Wanderung in Gibacht – Gemeinschaftstag in Ostbayern

Aktivisten und Unterstützer unserer nationalrevolutionären Bewegung fanden sich zusammen, um gemeinsam einen schönen Tag in der Natur zu verbringen.

Die Aktivisten und Freunde der Partei „Der III. Weg“ trafen sich am frühen Nachmittag des Tages. Das Ziel oder vielmehr die Route, die man gewählt hatte, war dieses Mal der Rundweg um den Gibacht. Dieses Bergmassiv stellt die Verbindung zwischen dem Bayerischen Wald auf der einen und dem Oberpfälzer Wald auf der anderen Seite her.

Seinen Namen verdankt der Gibacht wohl dem Volksmund. Zahlreiche alte Schmugglersteige zeugen vom regen Grenzverkehr an der deutsch-böhmischen Grenze, die sich über das ganze Gebiet hin- und herzieht. Hier mussten die Grenzgänger/Schmuggler besonders auf Wachen achten, die auf beiden Seiten der Grenze ihren Dienst taten.

So manche Sehenswürdigkeit wartete auf die Aktivisten des Stützpunktes Ostbayern. Am Wanderweg liegt zum Beispiel der Grenzübergang Dreiwappen. Hier befindet sich der gleichnamige Felsen, in dem die Wappen Bayerns, Böhmens und der Pfalz eingemeißelt sind, zum Gedenken an den Frieden zwischen den Parteien.

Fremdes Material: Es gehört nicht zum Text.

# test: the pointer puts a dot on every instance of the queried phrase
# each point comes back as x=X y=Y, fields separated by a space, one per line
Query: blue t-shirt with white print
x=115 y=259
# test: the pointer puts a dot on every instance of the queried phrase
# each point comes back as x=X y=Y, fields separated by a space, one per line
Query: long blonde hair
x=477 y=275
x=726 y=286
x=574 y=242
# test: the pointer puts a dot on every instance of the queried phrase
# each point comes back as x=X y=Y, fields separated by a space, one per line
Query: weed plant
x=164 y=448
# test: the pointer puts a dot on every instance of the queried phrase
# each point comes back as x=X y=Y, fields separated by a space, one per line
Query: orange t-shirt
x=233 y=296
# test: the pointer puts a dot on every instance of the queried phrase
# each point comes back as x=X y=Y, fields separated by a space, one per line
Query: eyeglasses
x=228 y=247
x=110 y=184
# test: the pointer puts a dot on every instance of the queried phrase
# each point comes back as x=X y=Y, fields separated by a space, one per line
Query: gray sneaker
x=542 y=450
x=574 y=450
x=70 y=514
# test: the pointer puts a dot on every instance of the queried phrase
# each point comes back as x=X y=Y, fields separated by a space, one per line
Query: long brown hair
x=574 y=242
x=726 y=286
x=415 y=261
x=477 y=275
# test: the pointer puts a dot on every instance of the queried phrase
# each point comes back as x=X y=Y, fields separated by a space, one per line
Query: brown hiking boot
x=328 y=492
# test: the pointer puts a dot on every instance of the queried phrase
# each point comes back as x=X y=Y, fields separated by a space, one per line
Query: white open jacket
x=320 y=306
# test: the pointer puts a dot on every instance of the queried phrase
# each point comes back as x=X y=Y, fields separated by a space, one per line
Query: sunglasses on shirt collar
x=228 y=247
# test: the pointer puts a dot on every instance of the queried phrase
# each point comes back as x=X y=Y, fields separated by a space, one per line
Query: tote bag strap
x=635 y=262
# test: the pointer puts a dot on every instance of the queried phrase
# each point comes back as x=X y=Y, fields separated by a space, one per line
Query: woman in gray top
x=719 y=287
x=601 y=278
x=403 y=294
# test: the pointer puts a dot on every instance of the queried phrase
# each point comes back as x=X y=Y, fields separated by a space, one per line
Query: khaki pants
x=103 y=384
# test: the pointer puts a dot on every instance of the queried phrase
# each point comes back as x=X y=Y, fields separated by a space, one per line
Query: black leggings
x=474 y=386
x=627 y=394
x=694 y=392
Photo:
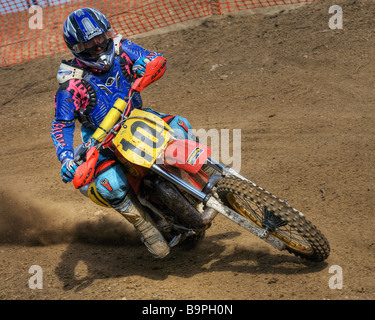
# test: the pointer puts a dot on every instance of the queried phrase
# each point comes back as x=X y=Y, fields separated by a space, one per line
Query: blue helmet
x=88 y=34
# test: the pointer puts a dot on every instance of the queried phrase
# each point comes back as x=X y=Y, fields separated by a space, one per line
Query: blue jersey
x=90 y=96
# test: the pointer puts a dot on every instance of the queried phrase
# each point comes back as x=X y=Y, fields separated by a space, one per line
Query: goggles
x=91 y=46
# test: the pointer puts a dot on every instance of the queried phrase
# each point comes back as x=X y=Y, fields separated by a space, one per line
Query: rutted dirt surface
x=302 y=95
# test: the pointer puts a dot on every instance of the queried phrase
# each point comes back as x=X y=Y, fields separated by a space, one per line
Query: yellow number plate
x=142 y=138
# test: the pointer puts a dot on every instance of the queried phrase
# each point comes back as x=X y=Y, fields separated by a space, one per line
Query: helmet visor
x=94 y=46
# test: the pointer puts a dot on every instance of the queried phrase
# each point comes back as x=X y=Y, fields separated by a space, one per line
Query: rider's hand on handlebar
x=139 y=67
x=68 y=169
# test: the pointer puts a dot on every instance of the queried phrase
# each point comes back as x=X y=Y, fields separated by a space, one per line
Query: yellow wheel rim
x=253 y=212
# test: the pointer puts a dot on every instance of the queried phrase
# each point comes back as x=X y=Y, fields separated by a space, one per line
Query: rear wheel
x=275 y=216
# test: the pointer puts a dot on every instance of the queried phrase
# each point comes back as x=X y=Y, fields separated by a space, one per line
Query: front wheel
x=275 y=216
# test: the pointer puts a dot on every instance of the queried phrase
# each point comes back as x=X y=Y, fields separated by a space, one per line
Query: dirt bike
x=176 y=182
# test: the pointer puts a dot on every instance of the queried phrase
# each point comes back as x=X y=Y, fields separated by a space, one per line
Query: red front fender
x=86 y=170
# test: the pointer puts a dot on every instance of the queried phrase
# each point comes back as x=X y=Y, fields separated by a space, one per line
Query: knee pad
x=111 y=183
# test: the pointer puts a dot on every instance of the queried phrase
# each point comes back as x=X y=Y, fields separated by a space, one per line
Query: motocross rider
x=102 y=70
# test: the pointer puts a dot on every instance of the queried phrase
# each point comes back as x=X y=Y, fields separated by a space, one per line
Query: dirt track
x=301 y=94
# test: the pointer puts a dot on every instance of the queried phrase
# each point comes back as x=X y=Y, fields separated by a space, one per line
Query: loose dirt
x=302 y=96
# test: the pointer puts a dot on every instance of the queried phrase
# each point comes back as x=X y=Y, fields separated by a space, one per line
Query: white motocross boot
x=150 y=235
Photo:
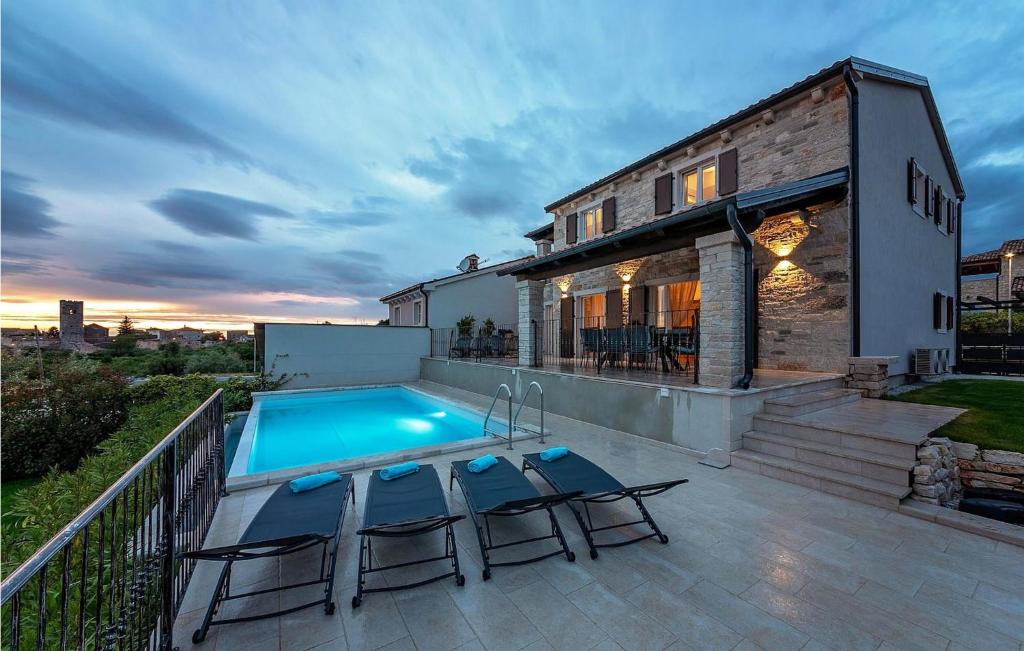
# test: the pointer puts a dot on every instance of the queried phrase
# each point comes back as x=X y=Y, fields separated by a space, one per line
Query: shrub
x=214 y=360
x=55 y=421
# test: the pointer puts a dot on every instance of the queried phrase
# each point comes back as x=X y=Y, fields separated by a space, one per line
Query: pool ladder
x=513 y=422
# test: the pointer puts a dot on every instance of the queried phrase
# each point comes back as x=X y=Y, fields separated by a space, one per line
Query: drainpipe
x=749 y=306
x=854 y=97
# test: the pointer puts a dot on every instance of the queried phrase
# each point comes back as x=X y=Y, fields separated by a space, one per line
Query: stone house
x=996 y=274
x=817 y=224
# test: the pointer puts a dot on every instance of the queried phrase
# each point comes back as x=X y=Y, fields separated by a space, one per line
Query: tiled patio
x=753 y=563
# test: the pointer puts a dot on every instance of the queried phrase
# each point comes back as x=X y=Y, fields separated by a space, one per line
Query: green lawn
x=10 y=488
x=995 y=419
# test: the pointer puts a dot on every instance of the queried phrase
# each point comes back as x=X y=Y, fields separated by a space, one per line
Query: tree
x=126 y=327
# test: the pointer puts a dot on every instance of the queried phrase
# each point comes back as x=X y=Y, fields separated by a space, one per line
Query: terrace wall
x=327 y=355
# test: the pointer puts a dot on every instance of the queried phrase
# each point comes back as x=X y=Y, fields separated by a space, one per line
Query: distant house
x=185 y=336
x=238 y=336
x=995 y=274
x=94 y=333
x=441 y=302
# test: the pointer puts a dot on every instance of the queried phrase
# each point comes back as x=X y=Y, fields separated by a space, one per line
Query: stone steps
x=837 y=482
x=865 y=464
x=838 y=434
x=814 y=401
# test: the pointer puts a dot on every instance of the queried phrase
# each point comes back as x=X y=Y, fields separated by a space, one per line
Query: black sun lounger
x=287 y=523
x=502 y=490
x=574 y=473
x=404 y=507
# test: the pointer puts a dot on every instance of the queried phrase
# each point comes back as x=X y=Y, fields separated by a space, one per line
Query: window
x=592 y=310
x=699 y=184
x=590 y=222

Kaiserin Maria Theresia und Kurfürst Max III. Joseph beendeten den jahrelangen Streit um den Verlauf der Grenze unblutig.

Des Weiteren konnte man den Pfennigfelsen entdecken und begutachten. Wer hier einen Pfennig (heute Cent) hinterlässt, dem bringt das Glück und die Hoffnung, dass er immer wieder gesund an diesen Ort zurückkehren wird.

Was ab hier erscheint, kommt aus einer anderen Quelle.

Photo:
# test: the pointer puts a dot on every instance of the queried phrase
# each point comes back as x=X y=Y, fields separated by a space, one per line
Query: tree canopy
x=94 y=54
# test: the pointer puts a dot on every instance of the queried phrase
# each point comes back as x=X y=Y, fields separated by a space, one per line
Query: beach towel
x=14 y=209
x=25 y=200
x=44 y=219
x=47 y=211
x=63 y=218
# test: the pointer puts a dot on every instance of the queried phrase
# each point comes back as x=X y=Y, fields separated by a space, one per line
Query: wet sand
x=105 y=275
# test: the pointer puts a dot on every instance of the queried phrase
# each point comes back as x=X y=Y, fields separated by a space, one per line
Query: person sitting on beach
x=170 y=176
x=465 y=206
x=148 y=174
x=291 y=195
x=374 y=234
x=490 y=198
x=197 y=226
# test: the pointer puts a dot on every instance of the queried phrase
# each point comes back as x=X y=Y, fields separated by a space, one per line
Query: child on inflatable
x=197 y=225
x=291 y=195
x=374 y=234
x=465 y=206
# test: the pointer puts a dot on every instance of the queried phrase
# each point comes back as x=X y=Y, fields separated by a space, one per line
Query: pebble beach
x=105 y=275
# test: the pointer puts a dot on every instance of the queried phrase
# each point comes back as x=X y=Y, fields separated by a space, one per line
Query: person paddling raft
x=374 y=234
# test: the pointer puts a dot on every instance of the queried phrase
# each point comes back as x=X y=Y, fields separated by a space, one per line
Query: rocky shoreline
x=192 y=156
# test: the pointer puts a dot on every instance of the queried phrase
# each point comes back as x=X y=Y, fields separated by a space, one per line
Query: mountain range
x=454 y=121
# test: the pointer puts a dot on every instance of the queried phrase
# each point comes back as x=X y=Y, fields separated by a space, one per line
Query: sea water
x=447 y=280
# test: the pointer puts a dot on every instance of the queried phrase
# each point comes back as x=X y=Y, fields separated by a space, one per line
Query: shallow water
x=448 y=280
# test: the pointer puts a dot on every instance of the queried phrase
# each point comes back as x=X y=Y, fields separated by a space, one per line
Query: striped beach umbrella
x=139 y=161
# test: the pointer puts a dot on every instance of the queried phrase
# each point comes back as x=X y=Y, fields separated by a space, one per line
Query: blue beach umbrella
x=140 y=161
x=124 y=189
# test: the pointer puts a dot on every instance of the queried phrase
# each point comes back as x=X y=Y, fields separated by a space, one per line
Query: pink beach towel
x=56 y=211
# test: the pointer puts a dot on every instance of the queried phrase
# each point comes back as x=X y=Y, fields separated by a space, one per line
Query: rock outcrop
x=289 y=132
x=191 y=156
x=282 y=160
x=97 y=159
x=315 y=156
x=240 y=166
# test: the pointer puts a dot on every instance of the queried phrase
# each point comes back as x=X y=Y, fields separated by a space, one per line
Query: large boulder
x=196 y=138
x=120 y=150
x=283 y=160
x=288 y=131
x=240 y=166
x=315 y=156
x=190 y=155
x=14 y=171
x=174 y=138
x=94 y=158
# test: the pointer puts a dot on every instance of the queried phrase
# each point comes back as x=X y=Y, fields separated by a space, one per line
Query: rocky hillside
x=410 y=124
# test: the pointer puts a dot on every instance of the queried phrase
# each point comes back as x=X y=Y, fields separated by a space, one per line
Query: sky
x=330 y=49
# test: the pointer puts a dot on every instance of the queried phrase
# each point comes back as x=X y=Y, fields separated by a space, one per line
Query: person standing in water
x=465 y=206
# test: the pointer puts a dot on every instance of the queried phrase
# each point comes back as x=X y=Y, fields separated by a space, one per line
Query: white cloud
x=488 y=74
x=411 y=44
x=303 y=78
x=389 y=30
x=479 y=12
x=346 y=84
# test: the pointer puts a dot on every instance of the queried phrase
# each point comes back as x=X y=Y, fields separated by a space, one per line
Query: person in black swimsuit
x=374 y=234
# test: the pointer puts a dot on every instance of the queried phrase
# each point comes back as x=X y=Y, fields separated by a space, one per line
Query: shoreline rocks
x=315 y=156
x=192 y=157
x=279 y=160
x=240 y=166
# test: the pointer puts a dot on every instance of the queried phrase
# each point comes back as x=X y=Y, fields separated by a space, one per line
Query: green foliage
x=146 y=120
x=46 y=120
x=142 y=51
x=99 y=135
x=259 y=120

Für die Kinder war dieser Nachmittag natürlich ein besonderes Erlebnis. Diese tollten und spielten ausgelassen im Wald und auf den Felsen und mussten nicht selten zur Vorsicht ermahnt werden. Aber diese herrliche Unbekümmertheit ist wohl das Vorrecht der Jugend. So und nicht anders entdeckt man die Welt und die heimische Natur.

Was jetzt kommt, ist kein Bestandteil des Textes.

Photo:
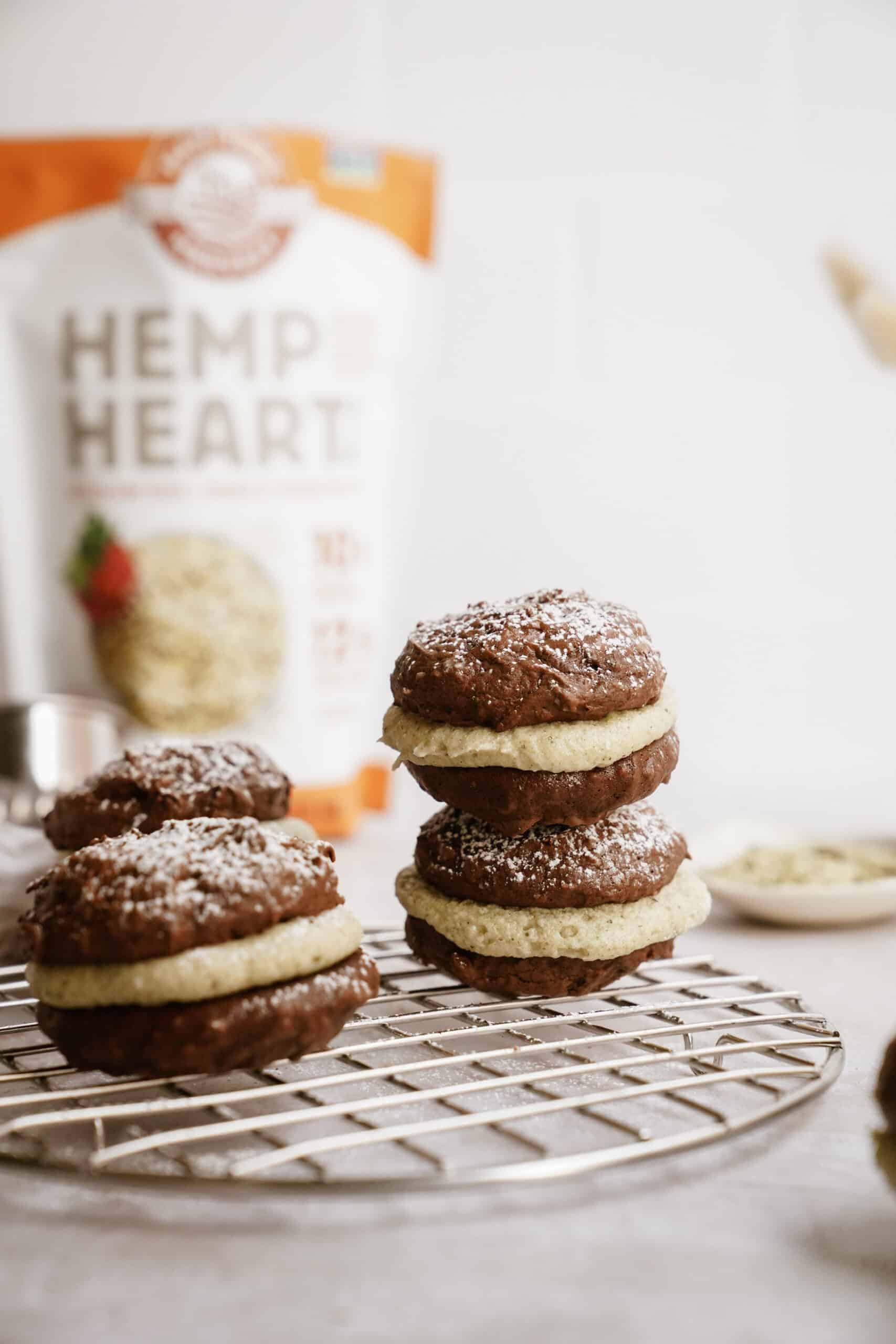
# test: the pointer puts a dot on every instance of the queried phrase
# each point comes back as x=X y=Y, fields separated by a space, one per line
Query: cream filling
x=596 y=933
x=289 y=826
x=294 y=948
x=541 y=747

Selbstverständlich durfte auch das leibliche Wohl nicht außer Acht gelassen werden und so machte man ungefähr in der Hälfte der Strecke einen Stopp und stärkte sich an der mitgebrachten Jause, bevor man sich wieder auf den Weg machte.

Schneller als gedacht ging dieser Tag und damit dieser Gemeinschaftstag zu Ende. Ob im Gespräch oder einfach nur die Atmosphäre und die Natur genießend, jeder konnte Eindrücke sammeln und den Tag in der Gemeinschaft verbringen. Einer Gemeinschaft, die mehr ist als lediglich eine leere Floskel.

Sicher ist, dass man noch viel in der Region entdecken kann und sich so mancher bestimmt schon auf den nächsten Gemeinschaftstag freut.